Ad oggi Edo risulterebbe (al netto di altri casi che vi potrebbero essere al mondo non conosciuti) l’unico bambino nel mondo ad avere questa patologia non ancora diagnosticata. Il viaggio dei genitori alla ricerca della verità continua fino al 2014, quando la storia di Edo viene a conoscenza di un noto neurochirurgo italiano trapiantato in America, che dopo aver letto le carte e la documentazione  propone un intervento rischioso, ma probabilmente risolutivo. Dai sintomi evidenziati durante le crisi del paziente il medico propone di impiantare un pacemaker vagale per le sospette sincopi vaso-vagali, tra la carotide e la giugulare. «Questo genere di intervento – spiega Francesca – è stato fatto 150 volte negli Stati Uniti su soggetti affetti da depressione ed epilessia apportando loro una vita migliore e riducendo le crisi.
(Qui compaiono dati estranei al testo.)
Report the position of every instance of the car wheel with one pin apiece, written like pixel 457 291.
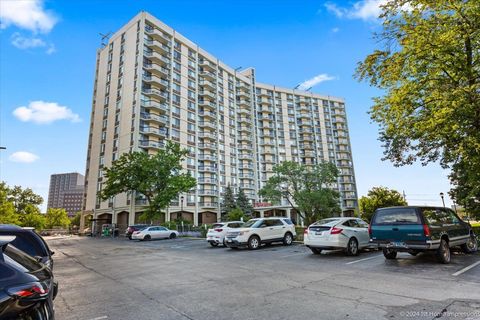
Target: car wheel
pixel 253 243
pixel 389 254
pixel 287 239
pixel 443 252
pixel 352 247
pixel 471 245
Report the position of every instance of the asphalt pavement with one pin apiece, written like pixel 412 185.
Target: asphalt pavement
pixel 187 279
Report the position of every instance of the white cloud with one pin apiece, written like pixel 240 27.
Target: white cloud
pixel 23 157
pixel 365 9
pixel 314 81
pixel 25 43
pixel 26 14
pixel 42 112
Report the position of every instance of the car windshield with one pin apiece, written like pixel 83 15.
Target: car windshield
pixel 328 222
pixel 251 223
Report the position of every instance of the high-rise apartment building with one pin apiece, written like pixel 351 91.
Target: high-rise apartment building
pixel 153 84
pixel 66 191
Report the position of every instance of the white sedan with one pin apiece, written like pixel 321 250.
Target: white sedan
pixel 350 234
pixel 154 232
pixel 216 235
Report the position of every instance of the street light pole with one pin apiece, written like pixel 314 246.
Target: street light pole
pixel 443 201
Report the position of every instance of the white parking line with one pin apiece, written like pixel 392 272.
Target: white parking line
pixel 365 259
pixel 293 254
pixel 459 272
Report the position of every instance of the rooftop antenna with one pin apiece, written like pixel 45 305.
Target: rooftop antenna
pixel 104 38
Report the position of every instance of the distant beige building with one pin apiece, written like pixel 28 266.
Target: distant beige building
pixel 66 191
pixel 153 84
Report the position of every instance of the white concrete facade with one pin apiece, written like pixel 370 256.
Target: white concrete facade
pixel 152 84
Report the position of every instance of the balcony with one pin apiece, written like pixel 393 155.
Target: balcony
pixel 151 79
pixel 157 69
pixel 157 45
pixel 157 94
pixel 161 133
pixel 243 86
pixel 207 64
pixel 207 84
pixel 152 144
pixel 208 104
pixel 208 205
pixel 207 146
pixel 244 147
pixel 163 120
pixel 207 180
pixel 207 157
pixel 157 58
pixel 207 124
pixel 208 75
pixel 207 135
pixel 157 35
pixel 207 169
pixel 207 192
pixel 208 114
pixel 153 105
pixel 245 166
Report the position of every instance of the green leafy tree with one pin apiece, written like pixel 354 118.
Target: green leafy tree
pixel 33 218
pixel 159 178
pixel 22 198
pixel 56 218
pixel 429 71
pixel 379 197
pixel 228 203
pixel 237 215
pixel 307 189
pixel 243 203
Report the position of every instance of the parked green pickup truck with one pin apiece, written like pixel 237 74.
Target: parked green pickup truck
pixel 417 229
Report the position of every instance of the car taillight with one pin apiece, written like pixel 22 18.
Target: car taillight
pixel 336 230
pixel 29 290
pixel 426 230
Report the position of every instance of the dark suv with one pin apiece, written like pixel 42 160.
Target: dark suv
pixel 417 229
pixel 30 242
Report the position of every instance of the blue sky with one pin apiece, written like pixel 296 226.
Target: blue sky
pixel 47 64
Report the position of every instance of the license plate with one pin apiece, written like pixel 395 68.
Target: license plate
pixel 397 244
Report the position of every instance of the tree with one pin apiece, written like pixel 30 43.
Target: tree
pixel 243 203
pixel 379 197
pixel 22 198
pixel 228 203
pixel 56 218
pixel 33 218
pixel 429 71
pixel 306 188
pixel 159 178
pixel 237 215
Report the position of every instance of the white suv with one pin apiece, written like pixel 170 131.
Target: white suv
pixel 216 235
pixel 263 230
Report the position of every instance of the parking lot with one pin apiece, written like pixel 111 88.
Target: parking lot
pixel 188 279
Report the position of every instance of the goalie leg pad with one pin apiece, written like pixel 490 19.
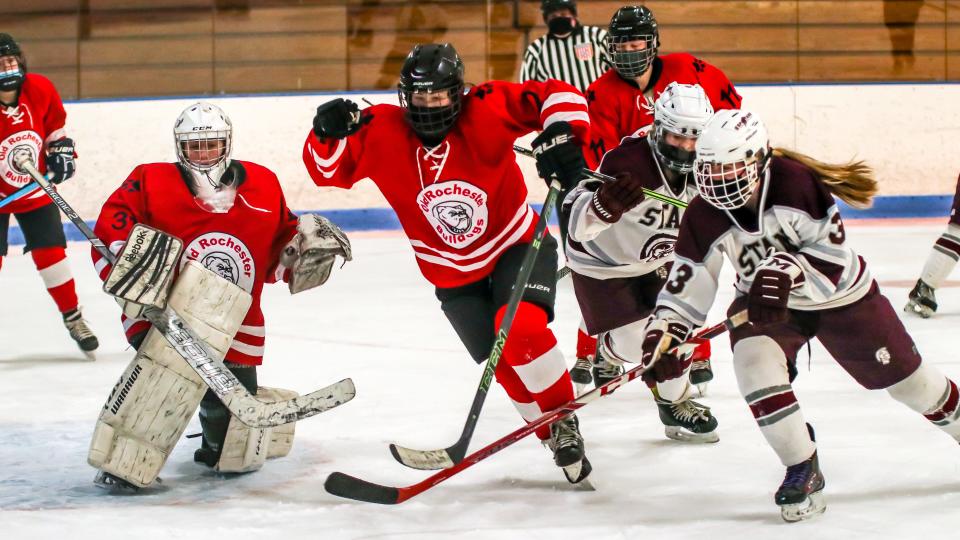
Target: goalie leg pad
pixel 245 449
pixel 151 405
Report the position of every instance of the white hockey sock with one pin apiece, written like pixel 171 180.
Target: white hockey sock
pixel 943 257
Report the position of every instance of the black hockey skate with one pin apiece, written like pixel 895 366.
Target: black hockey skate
pixel 81 333
pixel 604 371
pixel 580 373
pixel 688 421
pixel 921 301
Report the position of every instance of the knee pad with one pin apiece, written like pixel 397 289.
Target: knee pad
pixel 150 406
pixel 245 449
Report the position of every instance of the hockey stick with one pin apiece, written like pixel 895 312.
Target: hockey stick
pixel 600 176
pixel 448 457
pixel 19 194
pixel 247 408
pixel 351 487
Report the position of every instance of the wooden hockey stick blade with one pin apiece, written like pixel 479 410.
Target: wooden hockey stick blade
pixel 351 487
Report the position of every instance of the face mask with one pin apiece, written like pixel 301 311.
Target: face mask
pixel 560 25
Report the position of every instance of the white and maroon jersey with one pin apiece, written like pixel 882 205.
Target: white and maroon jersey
pixel 618 107
pixel 463 202
pixel 643 239
pixel 37 120
pixel 799 218
pixel 243 245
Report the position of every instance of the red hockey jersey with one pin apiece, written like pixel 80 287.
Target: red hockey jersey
pixel 618 108
pixel 37 119
pixel 462 203
pixel 242 245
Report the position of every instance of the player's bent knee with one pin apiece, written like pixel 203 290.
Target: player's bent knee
pixel 245 449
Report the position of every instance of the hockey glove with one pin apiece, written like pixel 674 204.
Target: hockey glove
pixel 767 300
pixel 60 160
pixel 338 118
pixel 613 199
pixel 663 362
pixel 309 256
pixel 558 155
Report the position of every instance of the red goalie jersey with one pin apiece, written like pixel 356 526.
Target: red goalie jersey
pixel 242 245
pixel 462 203
pixel 37 119
pixel 619 108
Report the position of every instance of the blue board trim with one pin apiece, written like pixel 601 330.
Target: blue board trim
pixel 384 219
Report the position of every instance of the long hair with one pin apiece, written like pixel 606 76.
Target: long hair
pixel 853 182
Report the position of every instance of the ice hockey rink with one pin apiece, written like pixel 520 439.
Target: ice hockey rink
pixel 890 474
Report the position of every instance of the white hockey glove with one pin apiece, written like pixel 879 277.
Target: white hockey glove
pixel 309 255
pixel 143 273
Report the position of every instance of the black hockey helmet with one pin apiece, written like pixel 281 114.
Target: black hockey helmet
pixel 10 78
pixel 429 69
pixel 632 23
pixel 549 6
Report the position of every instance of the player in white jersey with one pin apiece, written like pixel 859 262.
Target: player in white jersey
pixel 620 245
pixel 773 215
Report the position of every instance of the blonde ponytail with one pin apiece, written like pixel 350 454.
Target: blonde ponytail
pixel 853 182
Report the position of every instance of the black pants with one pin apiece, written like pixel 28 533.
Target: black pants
pixel 472 308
In Italia non c’è possibilità di farlo. Io e mio marito dovremmo prenderci la responsabilità di farlo privatamente, senza una certificazione medica e senza il Tilt test. Dovremmo pagare solo il macchinario, 35 mila euro, più 20 mila per l’equipe medica. La sanità italiana non può sostenerci perché, a detta di medici primari, Edo è l’unico caso nel nostro paese ad avere questa patologia non ancora diagnosticata e la sanità italiana non può impiegare del denaro per poterlo aiutare chirurgicamente». Ma la famiglia di Edo va avanti per la sua strada, seguendo anche le indicazioni dell’ospedale di Ginevra che sempre nel 2014 consiglia di effettuare delle indagini sul sequenziamento dell’esoma e sul ritardo dello sviluppo mentale, esami mai proposti in Italia, ma che in Svizzera hanno il costo di 40 mila euro. Questi esami potrebbero permettere di inviare il sangue di Edo a tutti i laboratori genetici esistenti al mondo. «Io e mio marito – racconta la mamma – siamo andati immediatamente all’ospedale “Bambino Gesù” di Roma affermando che mio figlio ha il diritto di essere curato essendo un paziente italiano, ma ci hanno detto che queste indagini hanno un costo troppo elevato e l’Italia non può affrontare un solo caso. Un’altra porta in faccia dalla sanità italiana». Ma non è una risposta negativa a fermarli: con una telefonata all’ospedale di genetica di San Giovanni Rotondo Francesca e suo marito riescono ad effettuare questo esame a luglio 2016. Ancora adesso sono in attesa di una risposta dalla ricerca.

Edo attualmente è regolarmente iscritto a scuola, dopo aver vissuto uno spiacevole episodio in un altro istituto. «La serenità di Edo – conclude Francesca – è dovuta alla struttura che frequenta adesso che offre assistenza e soprattutto un personale qualificato. Cosa che non esiste nella scuola pubblica che mio figlio ha frequentato per due anni. Non ha mai avuto il giusto supporto e la corretta assistenza. Edo si è sentito male, stava seduto accanto alla maestra di sostegno che non ha capito cosa stesse succedendo. I soccorsi sono stati chiamati con ritardo e mio figlio è entrato in coma. Quando ho chiesto spiegazioni in provveditorato mi hanno solo detto che ci sono delle graduatorie e che gli insegnanti sono presi da lì. A noi interessa solo la salute del nostro piccolo. Vogliamo solo sapere cosa ha, consapevoli che non ci sono cure. L’autismo è un mondo da scoprire con il bimbo, speriamo sempre che possa migliorare per raggiungere almeno un livello di autonomia che possa servirgli anche oltre la nostra vita».